In our “Romanticism Beyond the Academy” series, we invite literature-lovers to reflect on the significance of Romantic-era writers and ideas in the contemporary world and/or in their own lives.
In the following interview moderated by Communications Director Anna Mercer, Communications Fellow Mariam Wassif interviews Lauren Burke and Hannah K. Chapman, creators of the “Bonnets at Dawn” Podcast and authors of Why She Wrote: A Graphic History of the Lives, Inspiration, and Influence Behind the Pens of Women Writers (Chronicle Books, 2021), illustrated by Kaley Bales.

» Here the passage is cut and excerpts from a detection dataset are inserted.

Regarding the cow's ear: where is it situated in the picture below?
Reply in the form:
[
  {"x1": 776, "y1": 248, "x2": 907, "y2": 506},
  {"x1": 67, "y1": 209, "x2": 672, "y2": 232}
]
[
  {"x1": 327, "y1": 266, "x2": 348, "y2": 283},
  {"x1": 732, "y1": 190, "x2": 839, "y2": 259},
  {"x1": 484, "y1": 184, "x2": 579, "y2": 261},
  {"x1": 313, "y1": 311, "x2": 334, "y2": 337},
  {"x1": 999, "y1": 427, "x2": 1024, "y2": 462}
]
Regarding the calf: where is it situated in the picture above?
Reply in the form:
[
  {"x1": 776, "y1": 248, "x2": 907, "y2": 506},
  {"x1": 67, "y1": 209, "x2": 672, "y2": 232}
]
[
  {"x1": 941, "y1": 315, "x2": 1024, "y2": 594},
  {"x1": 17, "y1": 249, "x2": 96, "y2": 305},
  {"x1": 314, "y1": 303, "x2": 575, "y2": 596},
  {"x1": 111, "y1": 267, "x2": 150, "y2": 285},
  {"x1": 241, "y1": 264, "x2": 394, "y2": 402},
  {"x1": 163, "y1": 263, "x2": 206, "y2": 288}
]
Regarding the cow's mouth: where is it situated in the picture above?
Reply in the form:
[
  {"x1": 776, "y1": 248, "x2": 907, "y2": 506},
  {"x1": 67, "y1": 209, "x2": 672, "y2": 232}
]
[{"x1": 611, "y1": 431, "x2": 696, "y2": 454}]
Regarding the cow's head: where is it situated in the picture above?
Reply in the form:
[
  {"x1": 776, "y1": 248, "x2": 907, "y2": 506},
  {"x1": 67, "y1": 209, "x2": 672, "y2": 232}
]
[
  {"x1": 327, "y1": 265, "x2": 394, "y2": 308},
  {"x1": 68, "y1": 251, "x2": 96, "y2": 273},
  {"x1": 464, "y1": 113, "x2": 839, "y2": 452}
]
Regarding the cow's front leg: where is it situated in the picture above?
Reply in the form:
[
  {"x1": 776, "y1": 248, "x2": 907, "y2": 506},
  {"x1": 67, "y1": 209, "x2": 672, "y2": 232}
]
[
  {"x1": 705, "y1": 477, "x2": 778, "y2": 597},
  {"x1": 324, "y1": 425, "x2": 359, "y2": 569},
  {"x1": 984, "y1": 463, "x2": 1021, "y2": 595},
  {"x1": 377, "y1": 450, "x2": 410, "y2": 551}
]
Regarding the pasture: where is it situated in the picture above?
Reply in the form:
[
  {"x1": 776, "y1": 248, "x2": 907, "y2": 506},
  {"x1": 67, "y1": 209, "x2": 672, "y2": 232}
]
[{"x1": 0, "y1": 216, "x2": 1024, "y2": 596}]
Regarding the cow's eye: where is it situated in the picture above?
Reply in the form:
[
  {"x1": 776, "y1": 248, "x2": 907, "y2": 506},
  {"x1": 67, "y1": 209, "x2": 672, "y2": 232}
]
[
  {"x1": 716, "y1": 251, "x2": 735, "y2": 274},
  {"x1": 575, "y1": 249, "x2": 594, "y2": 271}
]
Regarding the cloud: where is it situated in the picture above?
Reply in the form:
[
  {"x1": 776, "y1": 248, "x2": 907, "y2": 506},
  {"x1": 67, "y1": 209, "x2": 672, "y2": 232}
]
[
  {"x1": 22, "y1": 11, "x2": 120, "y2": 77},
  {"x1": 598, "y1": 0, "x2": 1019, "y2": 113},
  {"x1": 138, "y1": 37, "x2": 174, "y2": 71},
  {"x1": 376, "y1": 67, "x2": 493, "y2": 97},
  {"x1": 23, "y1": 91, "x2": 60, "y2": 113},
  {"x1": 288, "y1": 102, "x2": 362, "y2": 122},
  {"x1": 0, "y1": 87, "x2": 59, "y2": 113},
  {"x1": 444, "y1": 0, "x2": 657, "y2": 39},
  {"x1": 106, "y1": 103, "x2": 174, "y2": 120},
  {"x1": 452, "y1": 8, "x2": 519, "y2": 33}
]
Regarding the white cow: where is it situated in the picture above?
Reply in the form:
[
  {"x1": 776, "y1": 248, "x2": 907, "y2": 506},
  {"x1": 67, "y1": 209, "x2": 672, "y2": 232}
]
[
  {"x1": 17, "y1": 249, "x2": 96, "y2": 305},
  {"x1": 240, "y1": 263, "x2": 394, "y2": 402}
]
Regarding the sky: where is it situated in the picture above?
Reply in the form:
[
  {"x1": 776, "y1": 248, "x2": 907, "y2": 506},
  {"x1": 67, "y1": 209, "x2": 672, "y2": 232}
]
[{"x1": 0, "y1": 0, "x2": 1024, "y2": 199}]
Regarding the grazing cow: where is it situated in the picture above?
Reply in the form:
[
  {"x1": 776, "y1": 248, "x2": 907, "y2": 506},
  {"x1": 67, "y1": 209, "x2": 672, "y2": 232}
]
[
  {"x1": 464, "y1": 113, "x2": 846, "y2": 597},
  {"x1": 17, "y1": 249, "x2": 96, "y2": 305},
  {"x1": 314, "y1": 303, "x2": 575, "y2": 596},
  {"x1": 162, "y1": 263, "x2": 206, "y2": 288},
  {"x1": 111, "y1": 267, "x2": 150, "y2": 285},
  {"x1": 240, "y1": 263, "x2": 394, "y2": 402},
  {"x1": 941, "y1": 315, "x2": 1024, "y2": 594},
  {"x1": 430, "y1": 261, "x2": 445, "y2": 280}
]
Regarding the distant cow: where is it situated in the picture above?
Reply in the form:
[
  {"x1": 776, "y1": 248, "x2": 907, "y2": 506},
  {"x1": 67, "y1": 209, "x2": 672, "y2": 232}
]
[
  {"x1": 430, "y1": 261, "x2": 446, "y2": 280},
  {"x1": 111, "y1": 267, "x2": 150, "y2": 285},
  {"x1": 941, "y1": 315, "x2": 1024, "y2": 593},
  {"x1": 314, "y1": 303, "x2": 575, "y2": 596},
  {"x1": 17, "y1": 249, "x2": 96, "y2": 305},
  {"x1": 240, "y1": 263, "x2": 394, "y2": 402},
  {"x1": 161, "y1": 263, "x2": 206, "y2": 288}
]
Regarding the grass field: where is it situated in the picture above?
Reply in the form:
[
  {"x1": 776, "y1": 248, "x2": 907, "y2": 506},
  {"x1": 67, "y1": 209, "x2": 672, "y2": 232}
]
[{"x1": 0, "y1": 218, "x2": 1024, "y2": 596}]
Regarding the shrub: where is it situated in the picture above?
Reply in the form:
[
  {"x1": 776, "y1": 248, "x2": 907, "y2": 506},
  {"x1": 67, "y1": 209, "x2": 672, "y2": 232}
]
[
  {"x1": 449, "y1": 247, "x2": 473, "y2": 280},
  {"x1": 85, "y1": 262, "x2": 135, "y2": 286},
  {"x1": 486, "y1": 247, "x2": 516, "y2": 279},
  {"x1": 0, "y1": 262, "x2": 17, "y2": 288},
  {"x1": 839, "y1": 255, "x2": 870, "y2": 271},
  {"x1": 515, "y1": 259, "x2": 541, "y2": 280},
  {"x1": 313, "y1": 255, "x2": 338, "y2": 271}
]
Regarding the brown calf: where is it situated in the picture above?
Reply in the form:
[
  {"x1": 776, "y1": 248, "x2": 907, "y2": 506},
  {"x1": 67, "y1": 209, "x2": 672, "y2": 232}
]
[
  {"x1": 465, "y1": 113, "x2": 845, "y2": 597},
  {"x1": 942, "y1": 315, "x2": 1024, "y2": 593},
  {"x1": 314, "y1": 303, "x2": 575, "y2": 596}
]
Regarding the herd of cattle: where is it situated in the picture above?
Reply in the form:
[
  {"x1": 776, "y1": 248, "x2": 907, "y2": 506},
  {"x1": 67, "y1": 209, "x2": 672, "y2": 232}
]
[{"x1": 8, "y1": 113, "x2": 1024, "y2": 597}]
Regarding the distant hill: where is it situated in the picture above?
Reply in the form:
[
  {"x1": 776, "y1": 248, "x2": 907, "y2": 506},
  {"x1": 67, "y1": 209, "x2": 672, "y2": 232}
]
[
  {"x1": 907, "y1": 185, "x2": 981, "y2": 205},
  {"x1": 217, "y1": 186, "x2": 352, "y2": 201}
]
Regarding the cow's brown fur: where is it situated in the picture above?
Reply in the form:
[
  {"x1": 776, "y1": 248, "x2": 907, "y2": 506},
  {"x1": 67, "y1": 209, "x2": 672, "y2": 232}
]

The book is a compelling graphic collection featuring 18 women—including Mary Shelley, Jane Austen, Louisa May Alcott, Alice Dunbar Nelson, Anne Lister, and more. It is both accessible to newcomers and thoroughly-researched, offering fresh approaches and perspectives. It is funny and playful, with tongue-in-cheek references to bonnets and revealing anecdotes, such as the story of Charlotte Brontë hiding behind a curtain to avoid a visitor. The book also highlights many fascinating and little-known connections between the writers, such as the fact that Charlotte Brontë wrote an unfinished and posthumously published novel called Emma, which is thought to have inspired Frances Hodgson Burnett’s novel The Little Princess, or that Frances E.W. Harper named a character Janette Alston in homage to Jane Austen.
In six thematic chapters each focusing on three women writers, this graphic history asks a simple question: in a time when being a woman writer often meant being undervalued, overlooked, or pigeonholed, why did she write?